Friday, June 30, 2006

Alex Arshinkoff -- Good Government Guy

Summit County Republican Boss Alex Arshinkoff has proposed two ballot issues to clean up county government. Because he’s all about clean government. This from a guy who hasn’t met a Republican so underqualified that he doesn’t rate a politically motivated appointment.

Here’s the best part:

    County Republican Party leader Alex Arshinkoff said the changes to the way employees are hired and the formation of a commission that is elected rather than appointed would make county government less susceptible to influence.
Some jokes don't even need to be made.

The proposal to elect the charter commission is just ridiculous. The McCarthy v. Everyone war has generated competing proposals to turn the Charter Review Commission into a ghost legislature, drafting proposals to be voted on directly by the people without any input from council. Arshinkoff’s proposal goes one better, making seats on the Commission elected.

This is typical Alex. When he holds an office – like the Court of Common Pleas General Division – he fights any attempt to water it down. When he’s out of power, my God we need an elected position. Best example – when Republicans held the Juvenile Court judgeship Alex fought mightily any attempt to add a new judge. When Linda Tucci Teodosio won she had barely moved in when he changed his tune. As it happens, the whole story is reset in today’s BJ.

I haven’t found the language online, but I bet the proposal makes the election nonpartisan. When party affiliations don’t show up on the ballot, Democrats lose their numbers advantage and the Republican’s organization advantage kicks in. Why do Republicans enjoy an organization advantage? Go ask R—s P-y.

The nepotism proposal, divorced from political context, at least looks good based on the ABJ description. The details of the written proposal are of course key, but at least if it reflects standard-issue anti-nepotism laws it should be a net plus.

The context, of course, is that Alex is trying to divert attention from Republican macrocorruption – Noe, Ney, Worker’s Comp – to Democratic microcorruption – hiring relatives of elected officials. Presumably the law will neither prohibit hiring relatives of party contributors nor prevent hiring people who have done miscellaneous political favors.

Handicapping, the anti-nepotism proposal is a no-brainer. If Summit Dems are smart – and that’s an open question – they will just suck it up and let it happen. Unless the proposal contains some poison pill flaw, campaigning against it would be political self-mutilation.

Probably the Arshinkoff version of the Charter Review reform proposal wins also. Americans are in the throes of one of their periods of fetishizing elections, making this hard to run against. And it doesn’t help that this is a riff off of James McCarthy running a weeniethon of his own.

2 comments:

Anonymous said...

I have to disagree about the R's holding an organizational advantage.

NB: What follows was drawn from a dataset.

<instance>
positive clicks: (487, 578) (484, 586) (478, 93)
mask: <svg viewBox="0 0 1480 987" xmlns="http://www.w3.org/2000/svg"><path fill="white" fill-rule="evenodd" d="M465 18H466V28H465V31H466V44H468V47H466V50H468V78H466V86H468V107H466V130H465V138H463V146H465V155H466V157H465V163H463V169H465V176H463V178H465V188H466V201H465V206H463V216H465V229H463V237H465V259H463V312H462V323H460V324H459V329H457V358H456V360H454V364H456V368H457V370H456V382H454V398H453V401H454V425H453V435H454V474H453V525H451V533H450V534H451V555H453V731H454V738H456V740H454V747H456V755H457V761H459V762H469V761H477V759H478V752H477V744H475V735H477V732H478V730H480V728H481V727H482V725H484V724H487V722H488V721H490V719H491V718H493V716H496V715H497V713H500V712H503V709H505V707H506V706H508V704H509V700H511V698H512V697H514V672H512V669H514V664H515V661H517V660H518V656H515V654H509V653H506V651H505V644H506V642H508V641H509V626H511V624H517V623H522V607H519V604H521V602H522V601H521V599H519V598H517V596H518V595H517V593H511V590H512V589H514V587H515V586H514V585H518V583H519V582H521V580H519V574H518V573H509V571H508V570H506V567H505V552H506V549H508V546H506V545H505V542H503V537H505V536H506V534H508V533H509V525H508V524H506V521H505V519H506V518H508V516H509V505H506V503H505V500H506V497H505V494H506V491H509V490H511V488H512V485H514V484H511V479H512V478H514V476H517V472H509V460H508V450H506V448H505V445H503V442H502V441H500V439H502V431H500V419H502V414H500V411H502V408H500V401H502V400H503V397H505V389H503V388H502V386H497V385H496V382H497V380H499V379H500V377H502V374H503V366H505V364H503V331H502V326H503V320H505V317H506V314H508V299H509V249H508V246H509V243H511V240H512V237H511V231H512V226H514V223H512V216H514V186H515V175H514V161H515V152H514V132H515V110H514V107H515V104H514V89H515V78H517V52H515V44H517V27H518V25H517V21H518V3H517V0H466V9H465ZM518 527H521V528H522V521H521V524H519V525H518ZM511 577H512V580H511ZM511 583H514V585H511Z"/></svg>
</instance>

In the last few elections the R's haven't been able to turn out voters for their judicial candidates like the Ds. Alex has one pony left and that's the Governor's mansion. Now they're forced to hold their seats by either running a well known incumbent for a different seat and apointing the replacement, or apointing the replacement when a D incumbent moves to a new slot. Without the power to apoint Alex would be out of judgeships in a few cycles.

We can even look at their executive directors. Christine for our party has an advanced degree and worked with Riffe in Columbus. Mike Chadsey for the R's barely graduated Kent State and has never held employment outside the Arshinkoff patronage machine.

Anonymous said...

Alex was able to turn out enough votes for Ken Blackwell to defeat Petro in Summit County by 7%, though. As for the name game, one only needs to look at Ilene Shapiro and Jon Poda to see that both parties know the power of a politically wired name. Christine also happens to be Wayne Jones' neice - That doesn't hurt, either. And, her prior employer was Wayne's client the politically connected nonprofit Oriana House (who also employed Wayne's wife).